Friedman’s radical idea was that instead of spending a portion of the billions of dollars in reconstruction money on rebuilding and improving New Orleans’ existing public school system, the government should provide families with vouchers, which they could spend at private institutions.

In sharp contrast to the glacial pace with which the levees were repaired and the electricity grid brought back online, the auctioning-off of New Orleans’ school system took place with military speed and precision. Within 19 months, with most of the city’s poor residents still in exile, New Orleans’ public school system had been almost completely replaced by privately run charter schools.

The Friedmanite American Enterprise Institute enthused that “Katrina accomplished in a day … what Louisiana school reformers couldn’t do after years of trying”. Public school teachers, meanwhile, were calling Friedman’s plan “an educational land grab”. I call these orchestrated raids on the public sphere in the wake of catastrophic events, combined with the treatment of disasters as exciting market opportunities, “disaster capitalism”. ~Naomi Klein, “The Shock Doctrine – The Rise of Disaster Capitalism” [2007] ~ read the excerpt as taken from here: http://www.naomiklein.org/shock-doctrine/excerpt

I would like to see three media sources come to do a follow-up on Naomi Klein’s introduction to her world renowned book: “The Shock Doctrine – The Rise of Disaster Capitalism”.

Can we get Naomi Klein to do a follow up?

How about teaming up with Joanne Barkan who wrote, “Got Dough” [see link to this article here: http://muse.jhu.edu/login?auth=0&type=summary&url=/journals/dissent/v058/58.1.barkan.pdf ] in Dissent Magazine?

And of course, how about teaming up with Ed Shultz?
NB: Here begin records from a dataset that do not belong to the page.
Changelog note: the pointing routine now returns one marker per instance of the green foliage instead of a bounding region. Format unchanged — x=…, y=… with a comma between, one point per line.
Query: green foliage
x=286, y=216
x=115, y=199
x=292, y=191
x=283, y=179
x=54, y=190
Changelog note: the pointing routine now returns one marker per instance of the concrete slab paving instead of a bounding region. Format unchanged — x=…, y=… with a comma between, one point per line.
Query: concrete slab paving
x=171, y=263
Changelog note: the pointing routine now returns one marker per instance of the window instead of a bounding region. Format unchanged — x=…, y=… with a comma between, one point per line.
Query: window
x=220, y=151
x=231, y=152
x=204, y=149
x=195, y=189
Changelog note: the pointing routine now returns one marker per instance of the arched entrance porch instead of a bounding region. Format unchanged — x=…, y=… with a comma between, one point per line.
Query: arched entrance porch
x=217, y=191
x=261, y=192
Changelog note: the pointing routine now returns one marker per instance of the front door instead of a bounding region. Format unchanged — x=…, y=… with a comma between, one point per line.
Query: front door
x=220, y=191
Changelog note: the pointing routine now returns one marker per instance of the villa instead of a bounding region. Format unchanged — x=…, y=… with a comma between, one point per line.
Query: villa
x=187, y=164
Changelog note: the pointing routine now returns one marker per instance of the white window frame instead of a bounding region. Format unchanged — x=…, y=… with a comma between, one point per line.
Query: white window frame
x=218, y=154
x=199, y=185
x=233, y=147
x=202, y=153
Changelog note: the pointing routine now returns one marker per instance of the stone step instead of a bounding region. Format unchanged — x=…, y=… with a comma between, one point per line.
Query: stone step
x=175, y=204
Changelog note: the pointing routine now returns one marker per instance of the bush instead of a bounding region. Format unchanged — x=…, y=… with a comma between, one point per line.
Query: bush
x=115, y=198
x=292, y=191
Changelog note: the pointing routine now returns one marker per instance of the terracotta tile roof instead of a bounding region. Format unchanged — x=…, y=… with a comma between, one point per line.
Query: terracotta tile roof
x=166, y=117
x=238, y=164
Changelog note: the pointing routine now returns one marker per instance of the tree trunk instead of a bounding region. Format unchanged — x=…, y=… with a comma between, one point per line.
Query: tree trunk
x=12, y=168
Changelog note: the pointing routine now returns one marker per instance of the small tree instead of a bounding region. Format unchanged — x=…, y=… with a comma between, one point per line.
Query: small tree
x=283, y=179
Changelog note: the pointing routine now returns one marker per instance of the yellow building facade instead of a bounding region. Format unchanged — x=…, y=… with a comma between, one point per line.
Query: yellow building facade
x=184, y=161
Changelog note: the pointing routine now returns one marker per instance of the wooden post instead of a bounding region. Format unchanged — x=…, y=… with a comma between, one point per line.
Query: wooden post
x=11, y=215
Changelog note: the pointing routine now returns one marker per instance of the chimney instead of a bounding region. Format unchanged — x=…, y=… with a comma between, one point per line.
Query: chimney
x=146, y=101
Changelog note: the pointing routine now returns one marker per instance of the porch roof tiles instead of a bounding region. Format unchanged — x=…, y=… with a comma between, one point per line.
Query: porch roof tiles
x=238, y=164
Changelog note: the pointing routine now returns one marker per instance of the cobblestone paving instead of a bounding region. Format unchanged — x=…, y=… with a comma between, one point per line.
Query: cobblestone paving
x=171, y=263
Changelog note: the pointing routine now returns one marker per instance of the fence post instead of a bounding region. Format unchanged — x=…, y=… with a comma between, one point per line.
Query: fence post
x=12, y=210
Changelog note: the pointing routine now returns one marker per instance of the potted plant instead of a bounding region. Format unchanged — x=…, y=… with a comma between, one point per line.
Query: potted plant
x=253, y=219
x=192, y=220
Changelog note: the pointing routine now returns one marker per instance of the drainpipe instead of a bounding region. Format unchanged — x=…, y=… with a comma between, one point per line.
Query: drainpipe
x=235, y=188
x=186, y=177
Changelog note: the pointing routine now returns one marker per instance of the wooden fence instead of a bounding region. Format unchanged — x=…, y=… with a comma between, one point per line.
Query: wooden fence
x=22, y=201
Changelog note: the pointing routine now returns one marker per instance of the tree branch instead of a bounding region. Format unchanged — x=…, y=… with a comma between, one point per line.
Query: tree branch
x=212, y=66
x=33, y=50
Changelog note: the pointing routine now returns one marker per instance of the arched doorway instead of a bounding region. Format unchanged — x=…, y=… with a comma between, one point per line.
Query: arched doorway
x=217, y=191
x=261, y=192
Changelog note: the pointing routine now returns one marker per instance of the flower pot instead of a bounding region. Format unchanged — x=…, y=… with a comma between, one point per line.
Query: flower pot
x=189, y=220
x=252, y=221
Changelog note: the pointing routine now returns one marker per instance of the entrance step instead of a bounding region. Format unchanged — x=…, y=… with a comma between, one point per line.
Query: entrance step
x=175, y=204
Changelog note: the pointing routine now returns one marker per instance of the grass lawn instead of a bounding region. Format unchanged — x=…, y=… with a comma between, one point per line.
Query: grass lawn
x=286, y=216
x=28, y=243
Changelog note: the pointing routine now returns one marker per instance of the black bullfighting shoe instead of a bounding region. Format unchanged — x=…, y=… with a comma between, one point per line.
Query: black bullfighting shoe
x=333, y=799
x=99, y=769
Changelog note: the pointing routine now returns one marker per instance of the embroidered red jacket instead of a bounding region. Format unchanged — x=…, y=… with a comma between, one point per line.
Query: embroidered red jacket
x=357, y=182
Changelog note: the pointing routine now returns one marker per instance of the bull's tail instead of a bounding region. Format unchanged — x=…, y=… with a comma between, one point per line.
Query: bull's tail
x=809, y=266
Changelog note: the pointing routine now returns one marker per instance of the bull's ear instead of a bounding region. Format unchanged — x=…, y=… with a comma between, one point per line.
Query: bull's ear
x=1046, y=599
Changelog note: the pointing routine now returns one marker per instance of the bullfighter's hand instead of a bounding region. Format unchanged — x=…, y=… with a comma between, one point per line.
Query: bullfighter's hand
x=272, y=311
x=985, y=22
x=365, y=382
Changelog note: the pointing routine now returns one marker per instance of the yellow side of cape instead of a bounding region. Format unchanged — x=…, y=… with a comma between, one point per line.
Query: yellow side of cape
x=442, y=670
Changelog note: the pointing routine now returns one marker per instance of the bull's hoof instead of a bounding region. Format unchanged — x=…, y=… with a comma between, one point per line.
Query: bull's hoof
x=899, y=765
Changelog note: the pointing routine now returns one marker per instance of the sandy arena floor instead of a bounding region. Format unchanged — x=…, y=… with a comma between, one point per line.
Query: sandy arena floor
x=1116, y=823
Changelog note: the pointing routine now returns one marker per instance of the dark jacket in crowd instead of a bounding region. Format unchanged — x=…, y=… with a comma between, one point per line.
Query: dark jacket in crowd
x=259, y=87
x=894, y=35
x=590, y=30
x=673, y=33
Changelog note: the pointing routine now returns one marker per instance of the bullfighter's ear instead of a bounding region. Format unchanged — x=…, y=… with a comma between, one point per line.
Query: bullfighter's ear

Cant he three of them get together with you to increase the public’s awareness of the unconscionable crimes being committed against Louisiana’s children, against their own state constitution? Gotta love, Ed! I’m so glad he had you on his show. I want him to invite you as a REGULAR guest! Still wish Maddow would wake up and bring you on too, but I digress.

I think the 4 of you could do some real good together as partners to help Louisiana get out of “disaster capitalism” and spread that healing to the nation, ridding us of the marriage between Neoliberalism and Neoconservativism through corporate education reform that is destroying public education and democracy!

Thank you again for helping the children, families, teachers, and communities of Louisiana by shining a light on the horrors of corporate education reform in this state.